The difference between linseed oil and flax oil is how the oil is extracted from the flax seed. Food grade flax oil is a press extraction system while linseed oil is a solvent extraction system. This product seems to make several "Snake oil" references in their literature, such as being zero V.O.C.'s and the "One Coat Only" process, they also maintain that they use only flax oil. This could also be a legal or a marketing definition, I do not know. Some plant based oils are very unstable and will go rancid with oxidation over time.



From contributor Y:
Present methods (up to the last decade or so that I know of) call for refinement of the oils by both acid and alkali types of those most oft used, tung/LO/BLO/ Oitlcica/ perilla/dehydrated castor oil/chia/hempseed/poppy/and safflower-sunflower-walnut (being the least used).

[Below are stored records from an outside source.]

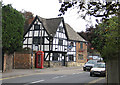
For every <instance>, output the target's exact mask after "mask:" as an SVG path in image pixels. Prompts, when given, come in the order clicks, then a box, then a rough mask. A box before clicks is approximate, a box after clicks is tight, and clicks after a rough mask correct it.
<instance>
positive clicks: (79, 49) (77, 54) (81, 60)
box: [76, 42, 87, 63]
mask: <svg viewBox="0 0 120 85" xmlns="http://www.w3.org/2000/svg"><path fill="white" fill-rule="evenodd" d="M78 54H82V55H83V60H80V59H78ZM76 61H77V62H78V63H86V62H87V45H86V44H85V43H83V52H80V43H79V42H77V43H76Z"/></svg>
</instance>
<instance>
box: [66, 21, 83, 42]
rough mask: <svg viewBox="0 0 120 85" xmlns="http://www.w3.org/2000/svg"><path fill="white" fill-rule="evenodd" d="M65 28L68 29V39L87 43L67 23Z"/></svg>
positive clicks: (76, 32) (72, 28)
mask: <svg viewBox="0 0 120 85" xmlns="http://www.w3.org/2000/svg"><path fill="white" fill-rule="evenodd" d="M65 27H66V31H67V34H68V39H69V40H74V41H85V40H84V39H83V38H82V37H81V36H80V35H78V34H77V32H75V31H74V30H73V28H72V27H71V26H70V25H68V24H67V23H65Z"/></svg>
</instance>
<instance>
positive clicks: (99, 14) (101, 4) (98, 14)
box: [59, 0, 120, 20]
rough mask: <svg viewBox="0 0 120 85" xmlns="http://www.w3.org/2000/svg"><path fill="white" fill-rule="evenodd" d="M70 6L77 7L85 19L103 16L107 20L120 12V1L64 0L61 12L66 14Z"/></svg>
mask: <svg viewBox="0 0 120 85" xmlns="http://www.w3.org/2000/svg"><path fill="white" fill-rule="evenodd" d="M70 8H77V9H79V11H77V13H78V14H80V15H81V17H82V18H83V19H85V17H86V16H87V15H88V16H94V17H102V18H103V19H105V20H108V19H109V17H110V16H112V15H113V16H115V15H118V14H120V12H119V9H120V3H119V2H116V3H115V2H107V1H105V0H96V2H91V0H85V1H84V2H83V0H81V1H79V2H78V1H76V0H74V1H71V2H63V3H62V4H61V8H60V10H59V11H60V12H61V13H60V14H59V16H61V15H64V14H65V12H66V11H67V10H68V9H70Z"/></svg>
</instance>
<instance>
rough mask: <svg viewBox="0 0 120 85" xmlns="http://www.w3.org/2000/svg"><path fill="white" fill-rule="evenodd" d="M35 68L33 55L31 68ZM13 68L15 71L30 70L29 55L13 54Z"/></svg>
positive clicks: (27, 53)
mask: <svg viewBox="0 0 120 85" xmlns="http://www.w3.org/2000/svg"><path fill="white" fill-rule="evenodd" d="M34 67H35V55H33V68H34ZM14 68H15V69H30V68H31V54H30V53H21V52H15V53H14Z"/></svg>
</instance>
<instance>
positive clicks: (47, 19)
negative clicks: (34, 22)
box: [24, 16, 85, 41]
mask: <svg viewBox="0 0 120 85" xmlns="http://www.w3.org/2000/svg"><path fill="white" fill-rule="evenodd" d="M37 18H38V19H39V20H40V21H41V22H42V24H43V27H44V28H45V29H46V31H47V33H48V34H49V35H50V36H51V37H54V35H55V34H56V31H57V28H58V26H59V25H60V23H61V21H62V20H63V17H58V18H50V19H45V18H42V17H39V16H36V17H35V19H34V20H33V22H34V21H35V20H36V19H37ZM33 22H32V23H33ZM32 23H31V25H30V27H31V26H32ZM30 27H29V29H30ZM29 29H28V30H29ZM65 31H66V32H67V33H66V35H67V37H68V40H73V41H85V40H84V39H83V38H82V37H81V36H80V35H78V34H77V32H75V31H74V30H73V28H72V27H71V26H70V25H68V24H67V23H65ZM24 35H25V34H24Z"/></svg>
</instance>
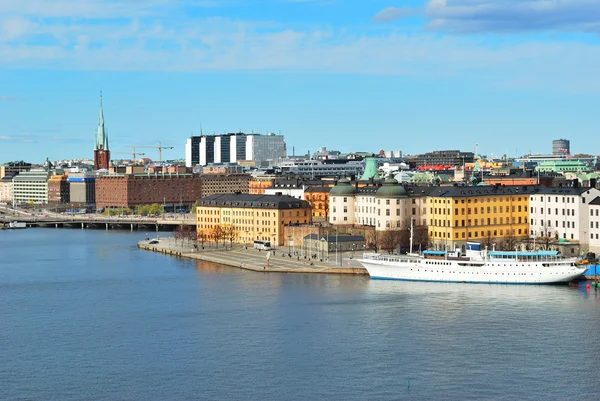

The higher unsaturated ones used most by us B-LO/tung, are what I will talk of as to the processing of present time to make them stable and without rancidity as to other less or differently refined oils.

In both cases the "break" often termed the mucilaginous material, by the aforementioned processes in the oil is removed, by further reaction of chemical agents (usually sulfuric acid or caustic soda) then after a bleaching treatment, (charcoal and fullers earth,) it is put into refrigeration to remove any and all solid fats and or waxes, thus creating a non-rancid end product. Various other small treatments can be and are used in individual cases as to the oils end uses and demands.

Other secondary oils and least use may have the same done, but normally not unless the purchaser ask for it to be done. Many I mention are in general used for cooking purposes or other and the fats are left in so as to keep both taste and lightness intact.

What we deal with is the four or five main oils that have iodine numbers (showing the amount of saturation or unsaturation of the oil) in the upper areas of more than 150, tung and linseed being high - tung 192, linseed also, oiticica - 190. The linseed has a lower refractive index than tung and is why I use it the most. I rarely use LO any more accept for color glazing and occasional oil staining, never as a first coat on wood. LO - RI = 1.48, Tung = 1.515, very close to the r/ index of woods!

If used as a first application on woods thinned down to 5% or less (95 parts pure gum turps to 5 parts tung) will give the best visual as to depth and other. Why turps? It also has a closer RI number than most other solvents/diluents normally used in the average shop.